Those are all good things to hear as more and more dairies make beef crossbreds as a way to rightsize their heifer inventories and maximize reproductive efficiency. But there is one concern that is keeping dairy beef crossbred animals from gaining more premiums and further acceptance with beef packers, and it was discussed at length during last week’s Dairy Cattle Reproduction Council Annual Meeting.
“These cattle are more predisposed to and are presenting more liver abscesses,” explained Dale Woerner, an animal and meat scientist at Texas Tech University, during the meeting’s opening presentation.
Liver abscesses are condemned at slaughtering, and they often adhere to the diaphragm muscles and other surrounding organs, requiring further carcass trimming. Woerner said the losses from these removed parts can reach $100 per head.
Liver abscesses are not unique to dairy beef crosses; they can be observed in any cattle breed. Typically, an abscess will be found in about 15% to 25% of conventional beef animals, and the prevalence in cull dairy cattle is about the same at approximately 20%, he described. While still not ideal, packing plants are prepared for this issue.
The problem is that dairy beef crosses are showing a much higher rate of liver abscesses, which becomes expensive and is not easy for a plant to absorb. These animals have about a 40% prevalence of liver abscesses, Woerner said. Some farms or feedlots may be at 80% or above. “We have doubled or tripled the incidence in these cattle,” Woerner said.
Unfortunately, there is not a clear answer as to why this is happening in these animals. Woerner noted that there is some speculation it could be because cattle raised in a dairy environment are fed grain from an earlier age. Another consideration could be heat stress, but there is not much agreement in that area due to conflicting reports of if there are actually more abscesses in animals fed out in the Southern part of the country.

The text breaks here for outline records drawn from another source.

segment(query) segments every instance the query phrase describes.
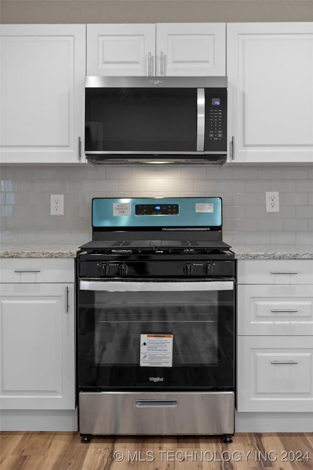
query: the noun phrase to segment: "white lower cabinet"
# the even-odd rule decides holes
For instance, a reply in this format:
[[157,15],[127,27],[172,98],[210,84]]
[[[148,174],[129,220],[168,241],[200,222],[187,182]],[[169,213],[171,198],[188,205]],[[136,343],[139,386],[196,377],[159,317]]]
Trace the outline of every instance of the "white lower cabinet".
[[237,411],[313,413],[313,260],[237,267]]
[[[50,260],[39,261],[43,270]],[[73,278],[73,260],[61,261],[72,266]],[[27,262],[30,271],[39,260]],[[75,298],[73,279],[68,280],[1,284],[2,410],[75,409]]]
[[312,337],[239,336],[238,411],[313,412]]

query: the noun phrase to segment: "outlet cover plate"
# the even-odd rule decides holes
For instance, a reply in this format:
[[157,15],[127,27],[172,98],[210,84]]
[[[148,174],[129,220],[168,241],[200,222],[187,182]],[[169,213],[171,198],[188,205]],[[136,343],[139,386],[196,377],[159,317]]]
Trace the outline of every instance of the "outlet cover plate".
[[63,194],[50,195],[50,213],[51,215],[63,215],[64,214],[64,201]]
[[267,191],[265,193],[267,212],[279,212],[279,192]]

Dairy beef crossbreds have come a long way in the last few years as dairy farmers have leaned on bull studs and other sources to choose beef bulls for their dairy animals that will make beef-quality — not just black — calves. Working to solve the liver abscess concern will be the next improvement that adds even more value to these animals born on dairy farms. At the moment, though, there are simply a million questions and not much good data on the topic, Woerner admitted.